Superexaltat autem misericordia iudicium – “A misericórdia se eleva sobre o juízo” (Tg 2, 13)
Sumário. Toda a terra está cheia da misericórdia de Deus, que nos ama tanto e tão grande desejo tem de nos dispensar suas graças, que nós não o temos igual de as receber. Basta dizer que foi a misericórdia que levou o Senhor a enviar à terra o seu próprio Filho mesmo para se fazer homem, levar uma vida de trabalhos e fadigas e afinal morrer sobre uma cruz por nosso amor. Mas, ai daquele que deixa passar o tempo da divina misericórdia! De repente lhe virá o da justiça, e da justiça tanto mais inexorável, quanto maior tiver sido a misericórdia.
I. É tão grande o desejo de Deus de nos dispensar suas graças, que, no dizer de Santo Agostinho, Ele mais deseja no-las comunicar do que nós as desejamos receber. A razão é que, como explicam os filósofos, a bondade é por natureza levada a dilatar-se em benefício dos outros. Por isso, Deus, que é a bondade infinita, tem um desejo infinito de se comunicar a nós suas criaturas e fazer-nos participantes de seus bens.
Dali nasce a grande misericórdia do Senhor para com as criaturas. Davi diz que a terra está cheia da divina misericórdia. Não está cheia da divina justiça, porque Deus não exerce sua justiça para castigar os pecadores, senão quando se vê obrigado ou quase constrangido a exercê-la. Ao contrário, é generoso e liberal no uso da sua misericórdia para com todos e em todo tempo, pelo que São Tiago escreve: Superexaltat autem misericordia iudicium – “A misericórdia se eleva sobre o juízo”. Muitas vezes a misericórdia arranca das mãos da justiça os açoites aparelhados para os pecadores e obtém para eles o perdão.
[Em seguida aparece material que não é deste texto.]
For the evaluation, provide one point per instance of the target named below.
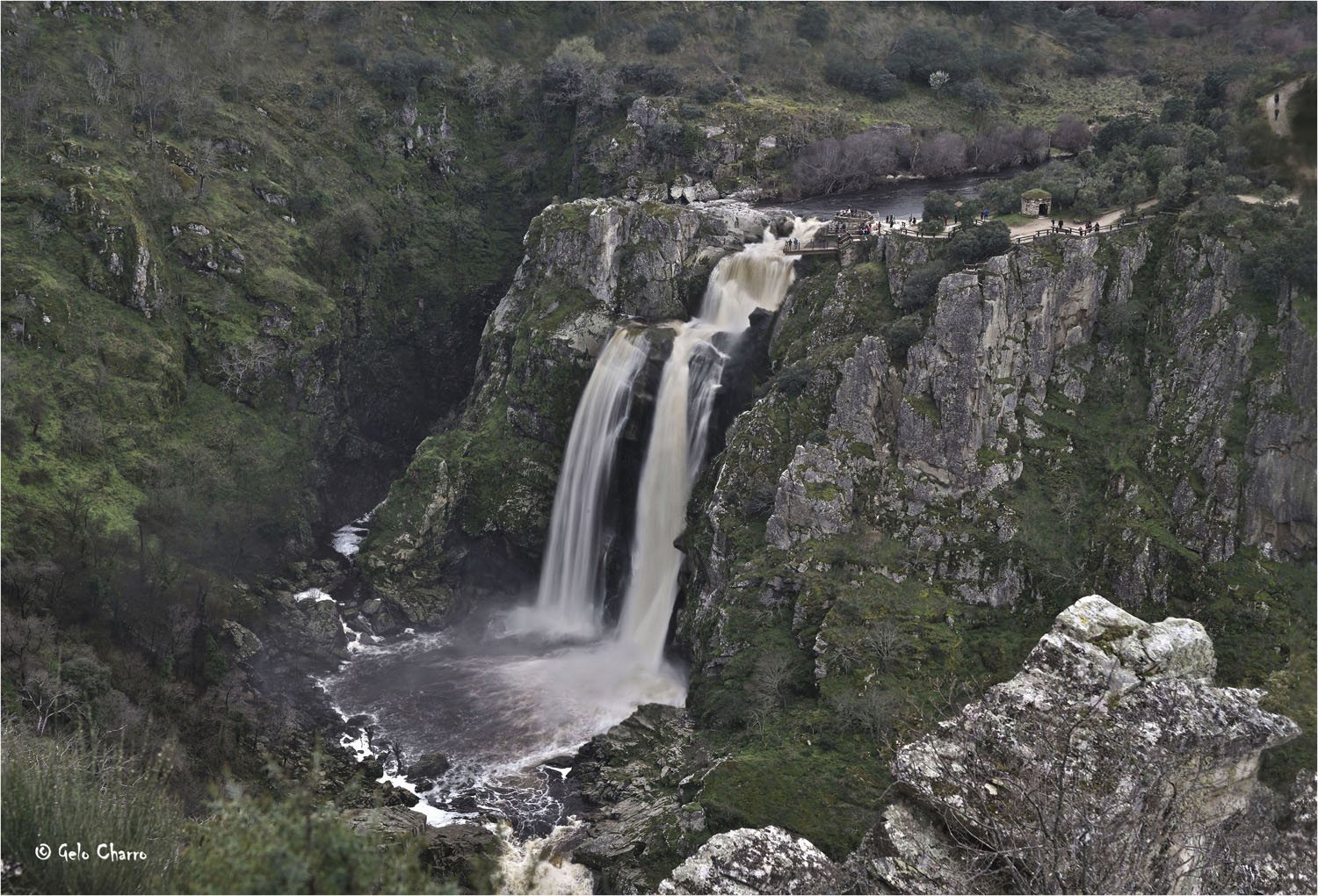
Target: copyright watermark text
(76, 853)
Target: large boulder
(750, 861)
(1110, 763)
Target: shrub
(978, 242)
(920, 287)
(400, 74)
(1003, 65)
(711, 92)
(350, 54)
(980, 97)
(323, 97)
(941, 157)
(1072, 134)
(664, 137)
(300, 843)
(903, 334)
(663, 37)
(663, 81)
(68, 790)
(922, 50)
(1088, 62)
(861, 76)
(814, 23)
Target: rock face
(642, 782)
(477, 497)
(1110, 763)
(990, 461)
(750, 861)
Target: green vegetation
(250, 252)
(76, 796)
(298, 843)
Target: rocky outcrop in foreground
(1110, 763)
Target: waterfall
(571, 597)
(754, 278)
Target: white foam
(313, 595)
(540, 864)
(347, 539)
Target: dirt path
(1280, 124)
(1041, 224)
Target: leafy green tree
(861, 76)
(663, 37)
(978, 242)
(814, 23)
(980, 97)
(903, 334)
(920, 286)
(1173, 186)
(298, 843)
(922, 50)
(938, 203)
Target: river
(511, 695)
(898, 198)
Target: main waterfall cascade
(509, 697)
(571, 596)
(756, 278)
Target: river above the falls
(901, 198)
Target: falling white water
(540, 864)
(757, 277)
(571, 596)
(506, 711)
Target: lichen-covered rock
(1110, 763)
(474, 505)
(395, 822)
(751, 861)
(642, 783)
(244, 643)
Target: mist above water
(508, 697)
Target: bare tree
(772, 674)
(887, 643)
(99, 78)
(941, 157)
(247, 364)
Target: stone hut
(1036, 202)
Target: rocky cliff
(1110, 763)
(480, 492)
(1123, 413)
(894, 518)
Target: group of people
(1088, 227)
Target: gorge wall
(893, 522)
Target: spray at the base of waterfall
(757, 278)
(542, 864)
(571, 595)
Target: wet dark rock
(395, 822)
(429, 766)
(463, 854)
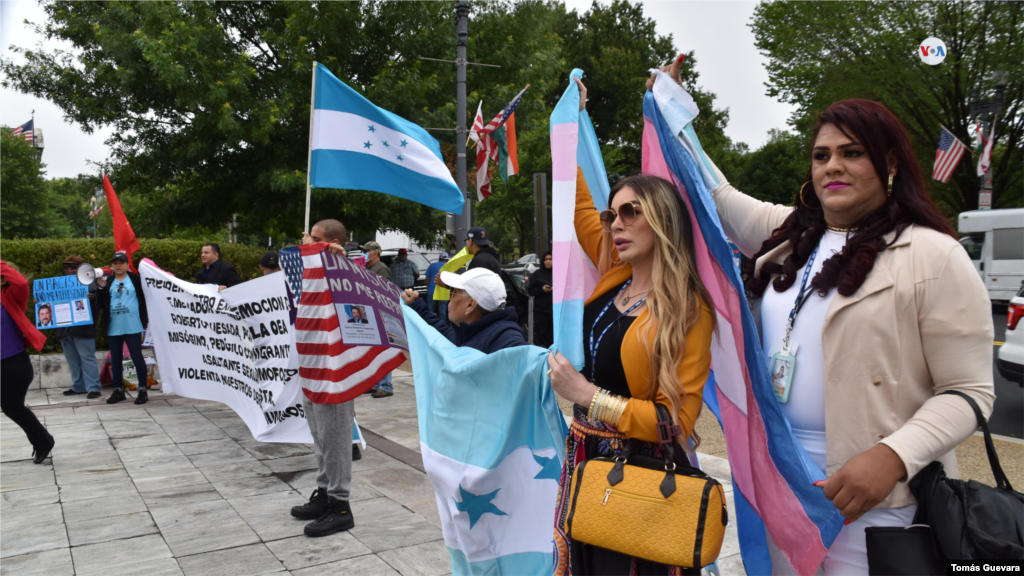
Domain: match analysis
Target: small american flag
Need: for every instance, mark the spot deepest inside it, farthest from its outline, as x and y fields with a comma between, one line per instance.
x=947, y=156
x=330, y=372
x=25, y=130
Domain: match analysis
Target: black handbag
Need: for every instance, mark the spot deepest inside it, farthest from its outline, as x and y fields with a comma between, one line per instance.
x=966, y=520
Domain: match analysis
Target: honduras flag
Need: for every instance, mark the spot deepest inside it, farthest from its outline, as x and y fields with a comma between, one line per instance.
x=356, y=146
x=493, y=441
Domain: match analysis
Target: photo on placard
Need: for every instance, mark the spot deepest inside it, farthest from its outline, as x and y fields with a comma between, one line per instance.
x=357, y=325
x=44, y=315
x=80, y=312
x=395, y=331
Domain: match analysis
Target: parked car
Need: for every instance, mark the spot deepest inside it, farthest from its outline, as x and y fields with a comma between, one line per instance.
x=421, y=261
x=994, y=240
x=1010, y=360
x=522, y=268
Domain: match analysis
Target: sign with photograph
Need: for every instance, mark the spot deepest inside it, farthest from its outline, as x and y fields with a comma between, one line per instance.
x=60, y=301
x=369, y=305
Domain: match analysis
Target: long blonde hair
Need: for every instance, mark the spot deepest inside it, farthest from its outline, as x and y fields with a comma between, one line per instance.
x=675, y=300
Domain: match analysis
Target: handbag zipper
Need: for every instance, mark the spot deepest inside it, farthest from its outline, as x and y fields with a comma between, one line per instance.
x=608, y=492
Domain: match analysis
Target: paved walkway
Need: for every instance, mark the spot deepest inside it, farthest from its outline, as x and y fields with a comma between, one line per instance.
x=179, y=486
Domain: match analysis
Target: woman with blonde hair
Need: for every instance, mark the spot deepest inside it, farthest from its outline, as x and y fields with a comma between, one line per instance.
x=869, y=302
x=647, y=330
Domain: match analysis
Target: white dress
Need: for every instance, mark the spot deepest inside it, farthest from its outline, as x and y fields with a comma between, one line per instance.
x=806, y=407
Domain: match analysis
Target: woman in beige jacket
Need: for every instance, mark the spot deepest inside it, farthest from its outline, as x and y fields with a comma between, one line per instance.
x=868, y=309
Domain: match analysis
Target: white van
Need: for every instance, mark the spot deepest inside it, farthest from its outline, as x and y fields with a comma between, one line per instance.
x=994, y=239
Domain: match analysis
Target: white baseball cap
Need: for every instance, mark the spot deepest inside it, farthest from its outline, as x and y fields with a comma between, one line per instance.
x=482, y=285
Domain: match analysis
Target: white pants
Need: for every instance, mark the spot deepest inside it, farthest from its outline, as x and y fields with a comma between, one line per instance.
x=848, y=554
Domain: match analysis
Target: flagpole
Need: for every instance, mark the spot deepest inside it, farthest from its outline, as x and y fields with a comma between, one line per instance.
x=309, y=157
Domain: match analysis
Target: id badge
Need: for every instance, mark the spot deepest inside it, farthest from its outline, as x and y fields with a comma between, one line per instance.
x=783, y=364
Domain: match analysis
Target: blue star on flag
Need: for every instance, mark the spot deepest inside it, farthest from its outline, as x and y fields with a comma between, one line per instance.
x=476, y=506
x=551, y=468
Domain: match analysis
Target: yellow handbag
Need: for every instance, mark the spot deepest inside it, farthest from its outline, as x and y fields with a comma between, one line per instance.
x=647, y=507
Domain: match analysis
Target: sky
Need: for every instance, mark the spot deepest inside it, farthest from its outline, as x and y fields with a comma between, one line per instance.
x=728, y=63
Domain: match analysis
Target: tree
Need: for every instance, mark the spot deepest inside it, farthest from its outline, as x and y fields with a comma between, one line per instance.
x=24, y=199
x=210, y=99
x=615, y=45
x=865, y=49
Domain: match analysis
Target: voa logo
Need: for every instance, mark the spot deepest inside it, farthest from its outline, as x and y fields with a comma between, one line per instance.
x=932, y=51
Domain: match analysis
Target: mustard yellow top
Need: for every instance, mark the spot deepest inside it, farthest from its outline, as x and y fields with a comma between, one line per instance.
x=639, y=420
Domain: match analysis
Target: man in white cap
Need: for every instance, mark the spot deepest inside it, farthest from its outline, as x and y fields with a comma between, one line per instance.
x=476, y=311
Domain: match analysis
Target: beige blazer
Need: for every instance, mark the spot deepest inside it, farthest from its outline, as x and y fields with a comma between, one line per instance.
x=920, y=324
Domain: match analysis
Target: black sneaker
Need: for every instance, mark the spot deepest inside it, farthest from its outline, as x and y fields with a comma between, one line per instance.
x=313, y=508
x=337, y=518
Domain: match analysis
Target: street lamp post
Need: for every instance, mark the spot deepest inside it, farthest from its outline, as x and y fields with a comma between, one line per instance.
x=986, y=112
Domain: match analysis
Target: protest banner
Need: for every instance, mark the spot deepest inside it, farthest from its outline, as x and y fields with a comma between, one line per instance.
x=230, y=346
x=60, y=301
x=369, y=305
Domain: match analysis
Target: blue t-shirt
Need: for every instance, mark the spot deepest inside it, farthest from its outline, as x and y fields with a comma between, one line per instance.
x=432, y=271
x=124, y=309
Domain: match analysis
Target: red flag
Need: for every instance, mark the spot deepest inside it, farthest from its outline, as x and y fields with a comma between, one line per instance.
x=124, y=238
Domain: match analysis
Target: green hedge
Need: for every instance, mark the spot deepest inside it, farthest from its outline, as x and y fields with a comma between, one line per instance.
x=44, y=258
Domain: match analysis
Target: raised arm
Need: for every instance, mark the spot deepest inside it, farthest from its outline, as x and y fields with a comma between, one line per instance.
x=747, y=220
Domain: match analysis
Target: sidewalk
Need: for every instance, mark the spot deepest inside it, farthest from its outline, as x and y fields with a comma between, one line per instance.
x=179, y=486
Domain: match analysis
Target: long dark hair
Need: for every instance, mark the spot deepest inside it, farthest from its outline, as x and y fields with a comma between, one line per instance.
x=884, y=137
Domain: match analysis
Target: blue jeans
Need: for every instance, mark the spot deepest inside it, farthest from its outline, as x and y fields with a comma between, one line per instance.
x=81, y=356
x=134, y=342
x=439, y=307
x=385, y=384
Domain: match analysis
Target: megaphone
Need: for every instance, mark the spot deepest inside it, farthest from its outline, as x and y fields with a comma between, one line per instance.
x=87, y=274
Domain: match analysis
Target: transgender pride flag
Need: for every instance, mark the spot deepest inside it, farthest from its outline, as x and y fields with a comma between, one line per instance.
x=572, y=144
x=772, y=472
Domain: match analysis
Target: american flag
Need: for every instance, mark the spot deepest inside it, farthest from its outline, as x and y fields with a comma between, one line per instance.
x=330, y=372
x=25, y=130
x=947, y=156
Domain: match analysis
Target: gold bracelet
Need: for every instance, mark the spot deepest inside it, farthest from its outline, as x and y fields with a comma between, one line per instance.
x=590, y=411
x=597, y=405
x=615, y=407
x=601, y=405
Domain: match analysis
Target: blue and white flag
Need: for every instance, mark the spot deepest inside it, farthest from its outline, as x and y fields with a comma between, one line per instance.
x=493, y=441
x=356, y=146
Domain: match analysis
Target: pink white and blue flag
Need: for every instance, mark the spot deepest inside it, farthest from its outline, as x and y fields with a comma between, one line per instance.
x=772, y=472
x=573, y=142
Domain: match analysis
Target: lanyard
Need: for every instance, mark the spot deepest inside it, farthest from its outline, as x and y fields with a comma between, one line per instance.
x=594, y=345
x=802, y=298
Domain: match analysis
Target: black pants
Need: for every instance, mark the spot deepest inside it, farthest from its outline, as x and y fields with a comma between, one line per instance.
x=15, y=375
x=134, y=342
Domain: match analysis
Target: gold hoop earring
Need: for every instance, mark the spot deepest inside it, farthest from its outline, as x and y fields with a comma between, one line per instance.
x=802, y=199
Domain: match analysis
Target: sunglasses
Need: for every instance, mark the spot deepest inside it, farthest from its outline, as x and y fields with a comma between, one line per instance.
x=628, y=212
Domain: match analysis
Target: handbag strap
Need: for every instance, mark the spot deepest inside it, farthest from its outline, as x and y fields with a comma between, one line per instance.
x=993, y=458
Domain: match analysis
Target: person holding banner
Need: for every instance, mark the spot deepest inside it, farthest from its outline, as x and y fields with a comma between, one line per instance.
x=647, y=333
x=15, y=333
x=870, y=302
x=79, y=343
x=476, y=311
x=124, y=323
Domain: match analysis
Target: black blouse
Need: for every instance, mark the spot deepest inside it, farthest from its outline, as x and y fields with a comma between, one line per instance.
x=609, y=373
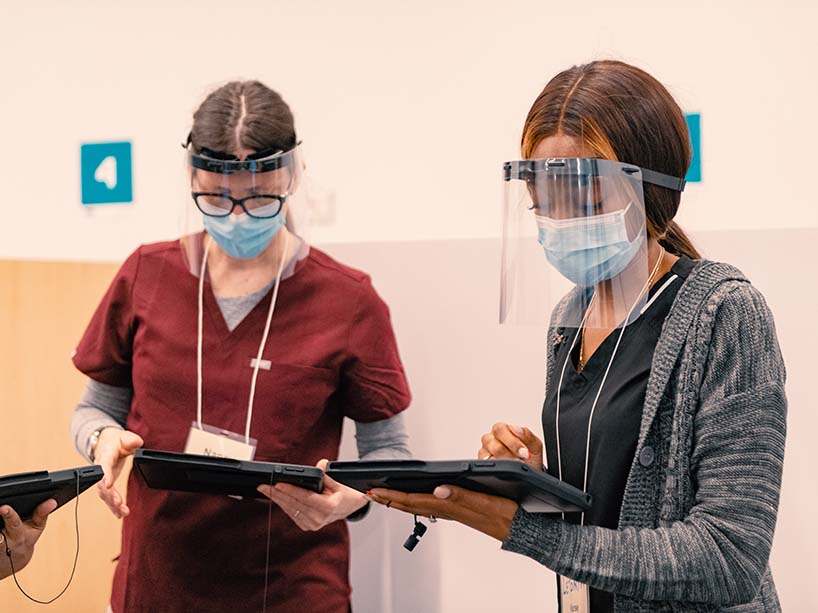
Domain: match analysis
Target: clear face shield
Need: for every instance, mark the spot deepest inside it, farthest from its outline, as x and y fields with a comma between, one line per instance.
x=588, y=217
x=242, y=204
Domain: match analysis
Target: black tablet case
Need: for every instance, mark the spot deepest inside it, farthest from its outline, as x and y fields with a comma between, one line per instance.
x=25, y=491
x=536, y=491
x=185, y=472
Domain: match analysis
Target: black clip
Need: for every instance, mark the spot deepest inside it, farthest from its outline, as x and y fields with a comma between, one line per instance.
x=414, y=538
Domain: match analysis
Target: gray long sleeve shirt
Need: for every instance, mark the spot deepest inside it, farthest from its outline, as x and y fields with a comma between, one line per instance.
x=700, y=505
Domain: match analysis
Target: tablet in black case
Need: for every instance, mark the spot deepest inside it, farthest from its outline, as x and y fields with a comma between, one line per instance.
x=25, y=491
x=184, y=472
x=536, y=491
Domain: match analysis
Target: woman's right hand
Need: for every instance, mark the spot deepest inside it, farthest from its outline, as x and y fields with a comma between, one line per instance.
x=507, y=441
x=113, y=446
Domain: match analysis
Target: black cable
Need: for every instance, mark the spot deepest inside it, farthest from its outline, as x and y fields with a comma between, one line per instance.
x=76, y=555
Eis porque o profeta no salmo 58 dá a Deus o nome de misericórdia (1), e no 24 suplica queira perdoa-lhe pelo seu nome, por ser Ele a própria misericórdia (2). No salmo 135, no qual exorta todos a louvarem a Deus por causa da sua providência e dos benefícios conferidos a seu povo, repete vinte e sete vezes estas palavras: In aeternum misericordia eius — “A sua misericórdia é para sempre”. – Em suma, foi a sua grande misericórdia que moveu Deus a enviar a terra seu próprio Filho, para se fazer homem e morrer sobre uma cruz, afim de nos livrar da morte eterna. Por isso Zacarias cantou: Per viscera misericordiae Dei nostri (3) – “Pelas entranhas da misericórdia de nosso Deus” (Lc 1,78). Por “entranhas de misericórdia” entende-se uma misericórdia que procede do íntimo do Coração de Deus; porquanto preferiu ver morrer seu Filho feito homem, a ver-nos perdidos.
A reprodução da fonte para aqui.